By exploring these emotions in an integrated state of wakeful awareness, according to Hobson, it may be possible to gain insight into what our brain was preparing itself for and why.

== Books ==
Hobson wrote, co-authored, or co-edited twenty-three books that relate to research on dreaming and waking consciousness and on mental health. The following is a complete list (as of July 2021):

- 1988, The Dreaming Brain. Basic Books.
- 1989, Abnormal States of Brain and Mind [Co-edited with Paul Adelman]. Birkhäuser Verlag.
- 1989, Sleep (Scientific American Library Series). W. H. Freeman & Co.
- 1992, Sleep and Dreams. (Carolina Biology Readers Series). Carolina Biological Supply Co. [16 pages].
- 1994, The Chemistry of Conscious States: How The Brain Changes Its Mind. Little, Brown & Co.
- 1999, Consciousness (Scientific American Library Series). W. H. Freeman & Co.
- 1999, Dreaming As Delirium: How the Brain Goes Out of Its Mind [This book a reprint of The Chemistry of Conscious States, originally published in 1994 (see above)]. MIT Press.
- 2000, The Conscious Exploration of Dreaming: Discovering How We Create and Control Our Dreams [Co-authored with Janice E Brooks and Jay Vogelsong]. AuthorHouse.
- 2001, Dream Drugstore: Chemically Altered States of Consciousness. Bradford Books.
- 2002, Dreaming: An Introduction to the Science of Sleep. Oxford University Press.
- 2002, Out of Its Mind: Psychiatry in Crisis, a Call for Reform [Co-authored with Jonathan A. Leonard]. Basic Books.
- 2005, 13 Dreams Freud Never Had. Pi Press.
- 2005, From Angels to Neurones: Art and the New Science of Dreaming. Mattioli.
- 2005, Dreaming: A Very Short Introduction. Oxford University Press.
- 2011, Dream Life: An Experimental Memoir. MIT Press.

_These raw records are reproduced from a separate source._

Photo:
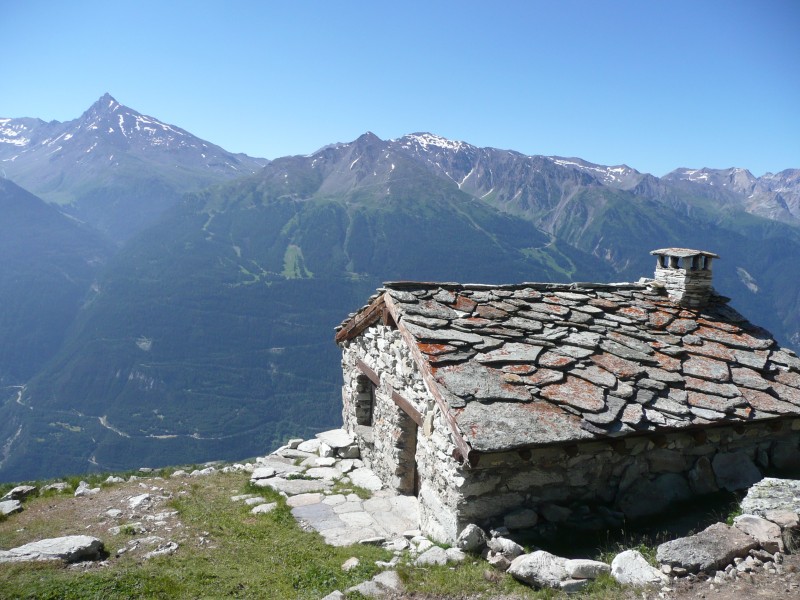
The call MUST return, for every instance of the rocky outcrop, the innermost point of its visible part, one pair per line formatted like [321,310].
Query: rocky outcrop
[69,549]
[711,549]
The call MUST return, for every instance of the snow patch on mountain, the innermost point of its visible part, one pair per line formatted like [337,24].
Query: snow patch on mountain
[430,141]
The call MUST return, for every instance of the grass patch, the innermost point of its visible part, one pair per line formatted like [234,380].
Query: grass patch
[253,556]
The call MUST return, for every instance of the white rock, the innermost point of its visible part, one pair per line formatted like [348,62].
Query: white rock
[539,569]
[505,546]
[138,501]
[165,550]
[350,564]
[631,568]
[309,446]
[263,509]
[336,438]
[262,473]
[366,479]
[585,569]
[69,549]
[9,507]
[766,532]
[19,493]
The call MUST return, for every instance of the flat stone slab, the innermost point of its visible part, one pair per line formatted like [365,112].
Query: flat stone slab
[765,532]
[772,494]
[327,473]
[366,479]
[713,548]
[292,487]
[336,438]
[70,548]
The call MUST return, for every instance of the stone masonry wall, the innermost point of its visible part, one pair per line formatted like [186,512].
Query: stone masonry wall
[393,445]
[589,485]
[598,484]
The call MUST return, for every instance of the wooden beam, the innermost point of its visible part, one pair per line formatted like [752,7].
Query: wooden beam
[407,408]
[371,375]
[461,444]
[361,320]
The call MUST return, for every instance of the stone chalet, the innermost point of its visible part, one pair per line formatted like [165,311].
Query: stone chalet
[536,405]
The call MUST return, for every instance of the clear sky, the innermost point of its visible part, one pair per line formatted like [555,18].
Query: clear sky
[654,84]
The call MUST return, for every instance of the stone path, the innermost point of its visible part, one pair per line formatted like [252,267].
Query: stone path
[347,519]
[318,478]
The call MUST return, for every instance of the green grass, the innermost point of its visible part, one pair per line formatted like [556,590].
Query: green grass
[266,556]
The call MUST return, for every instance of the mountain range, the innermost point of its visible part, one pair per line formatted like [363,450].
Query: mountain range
[197,323]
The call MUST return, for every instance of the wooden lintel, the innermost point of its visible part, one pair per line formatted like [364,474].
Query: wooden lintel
[387,318]
[462,446]
[371,375]
[407,408]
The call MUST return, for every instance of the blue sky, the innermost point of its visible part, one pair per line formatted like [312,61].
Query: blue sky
[654,84]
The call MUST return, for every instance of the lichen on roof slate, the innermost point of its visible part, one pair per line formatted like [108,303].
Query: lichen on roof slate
[536,364]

- 2012, Creativity, [Illustration by Sofia Areal]. ISPA University Press.
- 2014, Ego Damage and Repair: Toward a Psychodynamic Neurology. Karnac Books.
- 2014, Dream consciousness: Allan Hobson's new approach to the brain and its mind [Edited by Nicholas Tranquillo]. Springer.
- 2015, Psychodynamic Neurology: Dreams, Consciousness, and Virtual Reality. CRC Press.
- 2018, Conscious States: Waking, Sleeping, and Dreaming. CreateSpace.
- 2018, Dreaming as Virtual Reality. Kindle Direct Publishing.
- 2021, Godbrain. Kindle Direct Publishing.
- 2021, Dream Self. Manuscript in preparation.